VP’s assassination comment rattles Philippines
MANILA - Philippine security agencies stepped up safety protocols on Saturday after Vice President Sara Duterte said she would have President Ferdinand Marcos Jr assassinated if she herself were killed.
In a dramatic sign of a widening rift between the country’s two most powerful political families, Duterte told an early morning press conference that she had spoken to an assassin and instructed him to kill Marcos, his wife and the speaker of the Philippine House if she were to be killed.
“I have talked to a person. I said, if I get killed, go kill BBM (Marcos), (first lady) Liza Araneta, and (Speaker) Martin Romualdez. No joke. No joke,” Duterte said in the profanity-laden briefing. “I said, do not stop until you kill them, and then he said yes.”
She was responding to an online commenter urging her to stay safe, saying she was in enemy territory as she was in the lower chamber of Congress overnight with her chief of staff. Duterte did not cite any alleged threat against herself.
The Presidential Security Command said it had heightened and strengthened security protocols. “We are also closely coordinating with law enforcement agencies to detect, deter, and defend against any and all threats to the president and the first family,” it said in a statement.
Police Chief Rommel Francisco Marbil said he had ordered an immediate investigation, adding that “any direct or indirect threat to his life must be addressed with the highest level of urgency”.
The Presidential Communications Office said any threat to the life of the president must always be taken seriously.
Duterte’s office did not immediately respond to a request for comment on the statements.
Her strong comments probably will not dent her political support, said Jean Encinas-Franco, a political science professor at the University of the Philippines.
“If anything, this type of rhetoric brings her even closer to what her father’s supporters liked about him,” he said.
The daughter of Marcos’ predecessor as president, Duterte resigned from the Marcos cabinet in June while remaining vice-president, signalling the collapse of a formidable political alliance that helped her and Marcos, son and namesake of the late authoritarian leader, secure their 2022 electoral victories by wide margins.
Speaker Romualdez, a cousin of Marcos, has slashed the budget of the vice-presidential office by nearly two-thirds.

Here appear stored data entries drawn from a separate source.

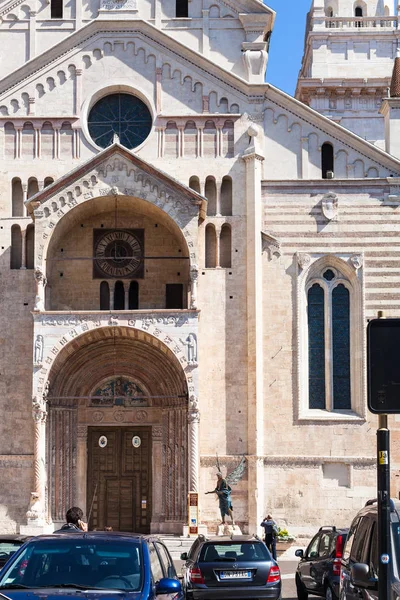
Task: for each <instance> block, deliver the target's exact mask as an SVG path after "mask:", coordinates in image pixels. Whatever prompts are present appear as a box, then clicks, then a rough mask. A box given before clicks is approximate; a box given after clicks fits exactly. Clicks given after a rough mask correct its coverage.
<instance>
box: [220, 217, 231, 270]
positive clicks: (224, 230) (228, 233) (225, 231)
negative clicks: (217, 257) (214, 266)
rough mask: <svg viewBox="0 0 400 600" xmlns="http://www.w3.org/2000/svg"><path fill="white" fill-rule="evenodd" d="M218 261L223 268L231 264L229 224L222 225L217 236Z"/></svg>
mask: <svg viewBox="0 0 400 600" xmlns="http://www.w3.org/2000/svg"><path fill="white" fill-rule="evenodd" d="M219 256H220V258H219V263H220V266H221V267H222V268H223V269H230V268H231V266H232V230H231V228H230V225H222V227H221V234H220V236H219Z"/></svg>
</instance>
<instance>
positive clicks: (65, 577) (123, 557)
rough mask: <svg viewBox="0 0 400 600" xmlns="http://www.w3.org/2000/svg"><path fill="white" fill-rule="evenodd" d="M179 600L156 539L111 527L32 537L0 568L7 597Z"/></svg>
mask: <svg viewBox="0 0 400 600" xmlns="http://www.w3.org/2000/svg"><path fill="white" fill-rule="evenodd" d="M71 593H72V594H73V595H74V598H75V599H76V600H79V598H82V600H83V599H85V600H91V599H93V600H98V599H99V598H101V600H111V599H112V600H116V599H117V598H118V599H119V600H123V599H125V598H126V599H127V600H128V599H129V600H153V599H156V598H163V599H171V600H172V598H173V599H174V600H183V592H182V588H181V584H180V582H179V580H178V578H177V575H176V572H175V568H174V565H173V562H172V559H171V557H170V555H169V552H168V550H167V548H166V547H165V546H164V544H163V543H162V541H161V540H160V539H158V538H157V537H154V536H147V535H135V534H130V533H117V532H115V533H114V532H107V533H104V532H89V533H83V532H82V533H61V534H53V535H43V536H39V537H36V538H32V539H31V540H30V541H29V542H27V543H26V544H25V545H24V546H23V547H22V548H21V549H20V550H19V551H18V552H16V553H15V554H14V555H13V556H12V558H11V559H10V560H9V561H8V562H7V563H6V565H5V566H4V568H3V569H2V571H1V573H0V595H1V594H4V595H5V596H7V598H10V599H11V600H28V599H29V600H36V599H37V600H43V598H44V597H45V598H47V599H49V600H51V598H53V599H54V600H55V599H57V600H64V599H65V600H70V598H71Z"/></svg>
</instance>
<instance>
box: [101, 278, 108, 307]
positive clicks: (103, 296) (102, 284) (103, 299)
mask: <svg viewBox="0 0 400 600" xmlns="http://www.w3.org/2000/svg"><path fill="white" fill-rule="evenodd" d="M100 310H110V286H109V285H108V282H107V281H102V282H101V284H100Z"/></svg>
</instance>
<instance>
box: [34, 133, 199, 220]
mask: <svg viewBox="0 0 400 600" xmlns="http://www.w3.org/2000/svg"><path fill="white" fill-rule="evenodd" d="M99 196H103V197H104V196H111V197H116V196H130V197H135V198H140V199H142V200H145V201H147V202H150V203H152V204H154V205H156V206H158V207H159V208H161V209H162V210H163V211H164V212H167V213H168V214H170V215H171V216H173V218H174V219H175V221H177V222H178V224H179V221H182V223H183V222H187V221H188V219H190V218H193V217H195V216H198V217H200V218H204V217H205V214H206V206H207V200H206V199H205V198H204V197H203V196H201V195H200V194H198V193H197V192H195V191H194V190H192V189H190V188H188V187H186V186H185V185H183V184H181V183H179V181H177V180H176V179H174V178H172V177H171V176H170V175H167V174H166V173H164V172H163V171H161V170H160V169H157V168H155V167H153V166H152V165H151V164H149V163H148V162H146V161H144V160H143V159H141V158H139V157H138V156H137V155H135V154H133V153H132V152H130V151H129V150H127V149H126V148H124V147H123V146H121V145H120V144H118V143H115V144H113V145H112V146H110V147H109V148H106V149H105V150H103V151H102V152H100V153H99V154H97V156H95V157H94V158H91V159H90V160H89V161H87V162H86V163H84V164H82V165H80V166H79V167H77V168H76V169H73V170H72V171H70V172H69V173H67V174H66V175H64V176H63V177H60V179H58V180H57V181H55V182H54V183H53V184H51V185H49V186H48V187H46V188H45V189H43V190H42V191H40V192H38V193H37V194H36V195H35V196H33V197H31V198H30V199H29V200H27V201H26V204H27V207H28V210H29V211H30V212H32V213H33V216H34V218H35V219H36V218H40V219H42V218H44V219H49V218H50V219H53V223H54V222H55V220H57V219H58V218H61V217H62V216H63V214H65V211H66V210H68V209H71V208H73V207H74V206H76V205H78V204H80V203H82V202H85V201H86V200H90V199H92V198H96V197H99ZM63 209H64V210H63Z"/></svg>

Duterte’s outburst is the latest in a series of startling signs of the feud at the top of Philippine politics. In October, she accused Marcos of incompetence and said she had imagined cutting the president’s head off.
The two families are at odds over foreign policy and former president Rodrigo Duterte’s deadly war on drugs, among others.
In the Philippines, the vice-president is elected separately from the president and has no official duties. Many vice-presidents have pursued social development activities, while some have been appointed to cabinet posts.
The country is gearing up for midterm elections in May, seen as a litmus test of Marcos’ popularity and a chance for him to consolidate power and groom a successor before his single six-year term ends in 2028.
Past political violence in the Philippines has included the assassination of Benigno Aquino, a senator who staunchly opposed the rule of the elder Marcos, as he exited his plane upon arrival home from political exile in 1983.
That incident set the stage for the People Power Revolution that led to the ouster of Marcos in February 1986.